Research topic 1 targets visual and multimodal feature learning for news ecosystems, analysing the complex multidimensional feature space of visual information to support data-driven journalism. This includes experiments for accountability, transparency, inclusiveness, and misinformation. The key technology is multimodal deep learning, and its extensions for these additional targets.
Research topic 2 targets audio and multimodal feature learning beyond words, such as intonation, tone, stress and rhythm, in relation to conveying emotion or messages, to support data-driven journalism. We will research audio features (e.g. for speech and music) and their relation to effective message conveying in news collections with audio and video, and innovate multimodal search by integrated feature learning in both visual and audio at the same time.

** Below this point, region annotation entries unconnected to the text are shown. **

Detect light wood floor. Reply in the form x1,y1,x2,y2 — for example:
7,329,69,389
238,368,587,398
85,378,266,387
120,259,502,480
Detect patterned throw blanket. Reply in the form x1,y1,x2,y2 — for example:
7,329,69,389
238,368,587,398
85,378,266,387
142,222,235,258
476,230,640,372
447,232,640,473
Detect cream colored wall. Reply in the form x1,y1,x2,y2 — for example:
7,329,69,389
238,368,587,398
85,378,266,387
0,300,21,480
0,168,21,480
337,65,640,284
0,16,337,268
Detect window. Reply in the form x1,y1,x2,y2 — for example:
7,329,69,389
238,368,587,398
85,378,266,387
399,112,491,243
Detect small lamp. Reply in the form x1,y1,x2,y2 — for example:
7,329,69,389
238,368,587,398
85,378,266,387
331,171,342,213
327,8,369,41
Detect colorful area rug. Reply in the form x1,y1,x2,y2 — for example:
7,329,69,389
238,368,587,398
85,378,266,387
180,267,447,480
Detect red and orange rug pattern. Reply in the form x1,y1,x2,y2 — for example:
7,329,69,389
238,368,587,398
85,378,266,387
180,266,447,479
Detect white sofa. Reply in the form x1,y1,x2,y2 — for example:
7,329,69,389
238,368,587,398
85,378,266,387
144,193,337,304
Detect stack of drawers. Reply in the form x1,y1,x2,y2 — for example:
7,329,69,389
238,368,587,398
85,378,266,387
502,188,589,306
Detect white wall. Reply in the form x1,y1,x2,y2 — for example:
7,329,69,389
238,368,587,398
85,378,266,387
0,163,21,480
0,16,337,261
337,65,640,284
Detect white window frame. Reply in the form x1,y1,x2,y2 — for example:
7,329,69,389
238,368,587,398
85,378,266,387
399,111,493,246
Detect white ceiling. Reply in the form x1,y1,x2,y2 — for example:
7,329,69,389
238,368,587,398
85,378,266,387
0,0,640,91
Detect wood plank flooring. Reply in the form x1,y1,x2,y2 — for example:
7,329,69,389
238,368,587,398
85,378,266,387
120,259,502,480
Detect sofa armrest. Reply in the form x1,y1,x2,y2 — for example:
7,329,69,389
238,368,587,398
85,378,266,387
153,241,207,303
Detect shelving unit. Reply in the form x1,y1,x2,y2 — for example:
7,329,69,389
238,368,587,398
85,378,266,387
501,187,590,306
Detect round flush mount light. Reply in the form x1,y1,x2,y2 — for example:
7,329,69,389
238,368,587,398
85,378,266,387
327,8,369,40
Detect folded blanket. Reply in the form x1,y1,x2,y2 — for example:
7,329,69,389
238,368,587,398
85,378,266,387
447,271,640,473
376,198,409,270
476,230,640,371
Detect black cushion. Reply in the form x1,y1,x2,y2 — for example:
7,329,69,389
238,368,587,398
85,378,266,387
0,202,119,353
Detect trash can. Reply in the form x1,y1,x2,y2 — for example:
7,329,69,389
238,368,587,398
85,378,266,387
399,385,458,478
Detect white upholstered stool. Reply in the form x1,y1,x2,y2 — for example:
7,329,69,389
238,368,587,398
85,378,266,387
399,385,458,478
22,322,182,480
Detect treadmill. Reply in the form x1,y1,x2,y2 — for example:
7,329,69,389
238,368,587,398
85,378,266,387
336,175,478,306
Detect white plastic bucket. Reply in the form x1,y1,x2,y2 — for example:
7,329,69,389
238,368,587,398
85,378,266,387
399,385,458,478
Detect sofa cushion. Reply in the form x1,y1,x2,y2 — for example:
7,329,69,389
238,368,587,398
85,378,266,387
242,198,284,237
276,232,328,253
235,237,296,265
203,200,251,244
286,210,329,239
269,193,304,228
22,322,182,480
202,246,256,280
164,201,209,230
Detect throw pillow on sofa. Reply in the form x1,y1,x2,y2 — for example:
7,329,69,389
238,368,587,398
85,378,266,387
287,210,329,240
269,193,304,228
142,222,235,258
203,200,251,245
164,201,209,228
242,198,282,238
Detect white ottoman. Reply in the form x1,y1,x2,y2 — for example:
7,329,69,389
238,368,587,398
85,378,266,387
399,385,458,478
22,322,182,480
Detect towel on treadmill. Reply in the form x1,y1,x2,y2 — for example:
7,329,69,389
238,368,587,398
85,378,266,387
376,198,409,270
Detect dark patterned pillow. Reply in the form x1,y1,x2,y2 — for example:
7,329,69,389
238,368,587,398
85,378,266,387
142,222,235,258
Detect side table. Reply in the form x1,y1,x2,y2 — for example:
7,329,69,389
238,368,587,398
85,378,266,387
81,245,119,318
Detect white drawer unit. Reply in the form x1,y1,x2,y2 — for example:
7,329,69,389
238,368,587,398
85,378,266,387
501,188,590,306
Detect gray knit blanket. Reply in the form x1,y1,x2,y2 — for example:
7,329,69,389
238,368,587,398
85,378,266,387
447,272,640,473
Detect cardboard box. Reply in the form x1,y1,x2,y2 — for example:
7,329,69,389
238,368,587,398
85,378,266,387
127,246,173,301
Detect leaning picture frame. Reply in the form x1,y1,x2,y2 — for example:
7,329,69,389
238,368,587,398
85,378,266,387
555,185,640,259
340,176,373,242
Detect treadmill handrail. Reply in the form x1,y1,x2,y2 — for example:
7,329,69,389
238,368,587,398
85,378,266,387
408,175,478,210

Research will include testing, validation and evaluation on large scale and interoperable collections, in cooperation with the societal partners in the project, including the Netherlands Institute for Sound and Vision, the National Archive, and the National Library of the Netherlands. The research will take place in collaboration with the HAICu fieldlab ‘Deep Journalism’, which develops functionality for searching for items about a similar topic from different archives and with various modalities to support news journalists.

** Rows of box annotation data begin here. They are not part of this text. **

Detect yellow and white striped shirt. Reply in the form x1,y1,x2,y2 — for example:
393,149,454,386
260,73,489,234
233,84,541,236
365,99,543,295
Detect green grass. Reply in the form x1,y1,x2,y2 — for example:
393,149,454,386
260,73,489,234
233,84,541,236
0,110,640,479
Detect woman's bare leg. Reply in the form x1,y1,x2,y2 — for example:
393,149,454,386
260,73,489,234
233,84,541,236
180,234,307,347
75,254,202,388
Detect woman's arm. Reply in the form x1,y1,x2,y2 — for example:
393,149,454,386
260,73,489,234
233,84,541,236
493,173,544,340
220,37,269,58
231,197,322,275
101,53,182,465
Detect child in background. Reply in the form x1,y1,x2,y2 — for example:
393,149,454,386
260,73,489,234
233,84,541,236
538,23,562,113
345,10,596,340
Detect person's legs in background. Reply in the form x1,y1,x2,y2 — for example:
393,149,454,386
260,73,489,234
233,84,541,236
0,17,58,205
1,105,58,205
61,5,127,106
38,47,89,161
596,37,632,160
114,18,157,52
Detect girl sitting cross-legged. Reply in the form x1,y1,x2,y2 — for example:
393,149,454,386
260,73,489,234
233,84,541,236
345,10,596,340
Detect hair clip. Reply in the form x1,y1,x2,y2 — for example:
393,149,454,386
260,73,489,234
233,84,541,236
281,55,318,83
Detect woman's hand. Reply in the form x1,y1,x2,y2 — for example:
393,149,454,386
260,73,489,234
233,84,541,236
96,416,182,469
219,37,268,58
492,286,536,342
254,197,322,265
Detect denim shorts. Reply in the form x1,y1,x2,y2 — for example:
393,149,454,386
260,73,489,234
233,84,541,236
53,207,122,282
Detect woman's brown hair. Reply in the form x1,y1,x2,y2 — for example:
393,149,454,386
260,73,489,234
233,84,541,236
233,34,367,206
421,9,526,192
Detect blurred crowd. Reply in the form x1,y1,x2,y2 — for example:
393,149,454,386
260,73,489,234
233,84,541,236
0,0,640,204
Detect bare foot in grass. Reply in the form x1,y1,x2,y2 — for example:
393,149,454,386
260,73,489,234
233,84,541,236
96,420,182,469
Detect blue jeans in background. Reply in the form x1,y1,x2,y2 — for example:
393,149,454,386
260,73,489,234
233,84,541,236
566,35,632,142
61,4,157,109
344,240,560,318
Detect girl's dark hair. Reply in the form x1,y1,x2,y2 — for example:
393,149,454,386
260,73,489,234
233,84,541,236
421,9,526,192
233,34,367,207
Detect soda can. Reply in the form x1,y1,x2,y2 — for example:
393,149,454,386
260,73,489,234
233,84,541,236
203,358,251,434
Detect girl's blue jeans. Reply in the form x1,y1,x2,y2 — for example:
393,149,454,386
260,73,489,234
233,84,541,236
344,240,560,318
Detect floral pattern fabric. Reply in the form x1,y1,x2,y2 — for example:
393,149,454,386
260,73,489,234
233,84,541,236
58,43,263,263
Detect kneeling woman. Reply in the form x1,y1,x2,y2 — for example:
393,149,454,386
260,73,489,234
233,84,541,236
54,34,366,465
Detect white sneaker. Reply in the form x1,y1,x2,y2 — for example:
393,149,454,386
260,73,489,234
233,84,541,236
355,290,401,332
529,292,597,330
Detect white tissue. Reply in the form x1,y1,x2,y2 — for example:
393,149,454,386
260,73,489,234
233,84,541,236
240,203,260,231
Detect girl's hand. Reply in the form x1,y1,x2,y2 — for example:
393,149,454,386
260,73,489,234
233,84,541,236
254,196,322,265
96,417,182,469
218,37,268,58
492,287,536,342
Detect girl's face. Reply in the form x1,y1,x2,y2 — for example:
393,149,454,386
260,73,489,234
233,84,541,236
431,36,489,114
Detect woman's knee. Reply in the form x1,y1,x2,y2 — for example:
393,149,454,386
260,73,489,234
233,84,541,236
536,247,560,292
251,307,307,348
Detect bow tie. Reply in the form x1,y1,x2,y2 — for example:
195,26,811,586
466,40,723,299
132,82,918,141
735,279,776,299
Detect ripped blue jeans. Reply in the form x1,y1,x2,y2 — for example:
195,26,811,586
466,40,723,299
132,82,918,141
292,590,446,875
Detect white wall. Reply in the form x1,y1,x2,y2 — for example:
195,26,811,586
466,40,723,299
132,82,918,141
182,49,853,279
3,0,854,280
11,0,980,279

The Interaction Division is part of the department of Information and Computing Sciences. It develops novel techniques to research technology-mediated communication and interaction between people, and communication and interaction between systems and people (users). The technologies for interaction make use of various modalities, in particular visual, auditory, and haptic modes, as well as combinations of these. Three of the chairs in the division are collaborating in this project. The Multimedia group (Professor Remco Veltkamp), the Music Information Computing group (Professor Anja Volk), and the Social and Affective Computing group (Professor Albert Salah).